I remember that moment in the interview well! I love that Commonplace episode! Morgan Parker is *incredibly* smart, and so damn funny. The word “smart” doesn’t get used much when it comes to my poems, as far as I know. The words I hear most often when it comes to descriptions of my work are probably “terrifying,” “dark,” “beguiling,” and “devastating”. I’m down with that, honestly. I don’t think of my work as “smart,” so it doesn’t bother me that other people don’t describe it that way. These days I’m more interested in a conveyance of imagery and emotion than I am in a transmission (or illusion) of intelligence. The only description that’s ever offended me was when an editor (in the course of rejecting my manuscript) called my poems “effervescent.” Effervescent!? He meant it as a compliment, but I took it to mean he hadn’t actually bothered to read my work.
Do you find when you tell people (primarily men) that you write full time, they react by patronizing or underestimating the validity of your work?
Oh, well I don’t tell people I write full time. I tell them I’m a writer who works part-time for a small, independent bookstore and that I juggle various editing gigs and teaching gigs (and sometimes I’ll shout-out the podcast I co-host). Usually people just want to know what I write (journalism? fiction?) or whether or not I’ve published a book. It’s true that I’m very lucky to get to spend a lot of my time writing, and I proudly put my occupation as “writer” on some forms, but when it comes to the “What do you do?” question, I usually rattle off a list of part-time hustles and passion projects. People were much more patronizing back when I was still in school, when they’d ask what I was studying and I’d say “poetry.” They were like: “Oh, you poor thing” or “Well good luck making any money with that.”
Have there been times in business meetings, phone calls, interviews, academic spaces, etc where you’ve had to assert yourself more or speak up more because you were talked over or your comment disregarded? How did you handle that situation?

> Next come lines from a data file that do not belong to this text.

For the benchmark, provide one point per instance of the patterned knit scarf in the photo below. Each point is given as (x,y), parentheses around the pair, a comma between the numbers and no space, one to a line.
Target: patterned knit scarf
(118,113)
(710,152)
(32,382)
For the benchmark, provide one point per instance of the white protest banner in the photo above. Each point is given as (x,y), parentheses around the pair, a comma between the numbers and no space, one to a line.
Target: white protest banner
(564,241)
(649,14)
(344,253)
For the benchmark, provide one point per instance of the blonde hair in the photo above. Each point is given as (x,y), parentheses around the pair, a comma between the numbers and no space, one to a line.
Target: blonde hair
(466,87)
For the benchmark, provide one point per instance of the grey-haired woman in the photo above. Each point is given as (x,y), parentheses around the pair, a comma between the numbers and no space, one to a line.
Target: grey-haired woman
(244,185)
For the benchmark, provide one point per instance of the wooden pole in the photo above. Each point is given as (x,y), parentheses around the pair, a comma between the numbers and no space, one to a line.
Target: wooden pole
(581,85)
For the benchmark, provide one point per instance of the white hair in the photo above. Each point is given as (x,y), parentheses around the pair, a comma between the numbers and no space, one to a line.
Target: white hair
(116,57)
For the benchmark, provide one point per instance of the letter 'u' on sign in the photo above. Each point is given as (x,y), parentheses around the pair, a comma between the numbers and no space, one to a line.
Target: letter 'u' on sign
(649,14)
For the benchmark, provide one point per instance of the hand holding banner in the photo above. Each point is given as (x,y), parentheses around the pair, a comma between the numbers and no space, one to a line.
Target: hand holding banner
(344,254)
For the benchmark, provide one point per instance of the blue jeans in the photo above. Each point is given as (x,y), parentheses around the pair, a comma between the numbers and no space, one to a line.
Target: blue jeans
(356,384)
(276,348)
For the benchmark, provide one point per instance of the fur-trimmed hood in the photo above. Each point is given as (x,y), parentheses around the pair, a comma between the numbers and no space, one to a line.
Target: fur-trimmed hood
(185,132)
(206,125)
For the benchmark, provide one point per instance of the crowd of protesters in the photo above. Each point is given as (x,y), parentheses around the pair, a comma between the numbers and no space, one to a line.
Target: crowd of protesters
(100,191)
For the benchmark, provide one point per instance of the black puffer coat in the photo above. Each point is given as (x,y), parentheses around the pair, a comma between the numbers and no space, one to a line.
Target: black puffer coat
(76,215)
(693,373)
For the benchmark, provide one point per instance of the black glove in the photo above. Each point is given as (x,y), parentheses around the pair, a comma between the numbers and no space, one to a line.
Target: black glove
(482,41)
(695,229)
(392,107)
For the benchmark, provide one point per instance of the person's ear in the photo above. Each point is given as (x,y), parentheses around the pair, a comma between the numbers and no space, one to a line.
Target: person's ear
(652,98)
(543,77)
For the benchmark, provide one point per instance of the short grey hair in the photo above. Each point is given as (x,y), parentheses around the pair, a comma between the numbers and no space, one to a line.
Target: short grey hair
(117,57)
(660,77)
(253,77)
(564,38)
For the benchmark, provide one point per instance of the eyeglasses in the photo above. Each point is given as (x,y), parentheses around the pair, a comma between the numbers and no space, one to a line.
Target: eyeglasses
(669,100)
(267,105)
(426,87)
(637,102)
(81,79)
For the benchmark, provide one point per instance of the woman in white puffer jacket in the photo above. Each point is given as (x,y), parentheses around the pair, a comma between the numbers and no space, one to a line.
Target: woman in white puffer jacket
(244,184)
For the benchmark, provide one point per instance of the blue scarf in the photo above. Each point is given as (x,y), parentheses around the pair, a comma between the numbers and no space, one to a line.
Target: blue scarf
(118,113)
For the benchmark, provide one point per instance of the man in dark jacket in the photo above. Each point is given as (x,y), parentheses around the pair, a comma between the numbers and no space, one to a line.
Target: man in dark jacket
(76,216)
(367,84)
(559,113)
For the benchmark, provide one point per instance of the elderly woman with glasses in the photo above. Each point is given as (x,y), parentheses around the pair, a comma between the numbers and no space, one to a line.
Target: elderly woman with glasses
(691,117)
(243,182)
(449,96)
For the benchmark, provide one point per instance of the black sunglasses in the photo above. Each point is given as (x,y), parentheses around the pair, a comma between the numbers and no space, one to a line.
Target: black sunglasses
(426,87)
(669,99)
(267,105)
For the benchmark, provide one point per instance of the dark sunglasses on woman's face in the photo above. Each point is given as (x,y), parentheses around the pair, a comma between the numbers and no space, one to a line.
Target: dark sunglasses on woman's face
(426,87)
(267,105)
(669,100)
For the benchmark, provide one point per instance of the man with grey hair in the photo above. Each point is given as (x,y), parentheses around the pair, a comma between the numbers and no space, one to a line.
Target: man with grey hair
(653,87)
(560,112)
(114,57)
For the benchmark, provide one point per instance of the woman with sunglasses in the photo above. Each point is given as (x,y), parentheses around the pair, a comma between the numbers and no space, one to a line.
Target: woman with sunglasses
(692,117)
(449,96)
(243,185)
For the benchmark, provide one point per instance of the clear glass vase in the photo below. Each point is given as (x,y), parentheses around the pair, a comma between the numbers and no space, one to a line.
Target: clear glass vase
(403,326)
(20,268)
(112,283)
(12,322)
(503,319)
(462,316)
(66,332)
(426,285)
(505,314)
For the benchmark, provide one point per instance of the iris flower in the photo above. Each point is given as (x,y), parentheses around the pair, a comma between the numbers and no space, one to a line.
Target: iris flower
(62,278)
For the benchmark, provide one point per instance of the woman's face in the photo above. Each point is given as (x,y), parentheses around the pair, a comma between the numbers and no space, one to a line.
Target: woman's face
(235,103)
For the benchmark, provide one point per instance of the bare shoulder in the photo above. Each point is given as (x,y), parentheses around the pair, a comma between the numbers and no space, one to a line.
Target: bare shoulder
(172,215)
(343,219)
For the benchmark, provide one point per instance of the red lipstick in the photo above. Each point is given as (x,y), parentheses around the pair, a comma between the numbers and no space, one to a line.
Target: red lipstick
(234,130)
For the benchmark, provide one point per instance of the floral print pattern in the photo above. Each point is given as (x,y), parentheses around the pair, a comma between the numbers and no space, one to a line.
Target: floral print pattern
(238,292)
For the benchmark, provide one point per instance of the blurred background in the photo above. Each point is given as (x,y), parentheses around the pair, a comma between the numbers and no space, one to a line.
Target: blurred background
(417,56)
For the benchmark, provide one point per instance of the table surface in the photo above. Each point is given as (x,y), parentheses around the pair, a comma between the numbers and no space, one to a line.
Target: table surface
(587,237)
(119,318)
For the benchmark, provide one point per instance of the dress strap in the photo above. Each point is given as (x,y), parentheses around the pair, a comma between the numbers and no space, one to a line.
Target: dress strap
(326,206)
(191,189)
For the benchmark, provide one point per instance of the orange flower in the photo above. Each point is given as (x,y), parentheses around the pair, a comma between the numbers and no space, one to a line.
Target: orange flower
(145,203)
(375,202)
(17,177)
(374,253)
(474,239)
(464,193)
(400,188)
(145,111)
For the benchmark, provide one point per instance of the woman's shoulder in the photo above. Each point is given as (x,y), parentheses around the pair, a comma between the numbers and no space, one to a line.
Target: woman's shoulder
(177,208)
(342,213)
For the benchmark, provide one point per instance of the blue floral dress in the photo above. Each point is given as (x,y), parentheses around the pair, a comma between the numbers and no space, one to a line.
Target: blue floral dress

I’ve often wondered if my voice comes out at a frequency that gets lost easily among other sounds. It’s been a life-long journey for me, learning to project so that I can be heard. In general, in group settings, I prefer to let others speak first, no matter their gender; I hear them out, and then I contribute, in as few words as possible. There is a sort of timer that begins in my head when I’m talking in front of others, an alarm that tells me to shut up with increasing fervor the longer I speak. I’m still working on learning how to speak with endurance, over that internal clock.
What advice would you give young women entering the business?
In general, I’d say: Shoot your shot. So many woman-identified folks say no to themselves when it comes to their creative dreams. Throw it out there! Give yourself that chance, even if you think it’s likely to not work out. Let someone else say no. Also, gather some people close to you who will celebrate your successes, whose successes you can feel good about celebrating too. Oh, and before you send an email to anyone, scan it for apologies and ask yourself: Is this apology absolutely necessary? Have I actually caused someone harm, for which I need to own up, or am I just apologizing for no good reason? Then delete accordingly.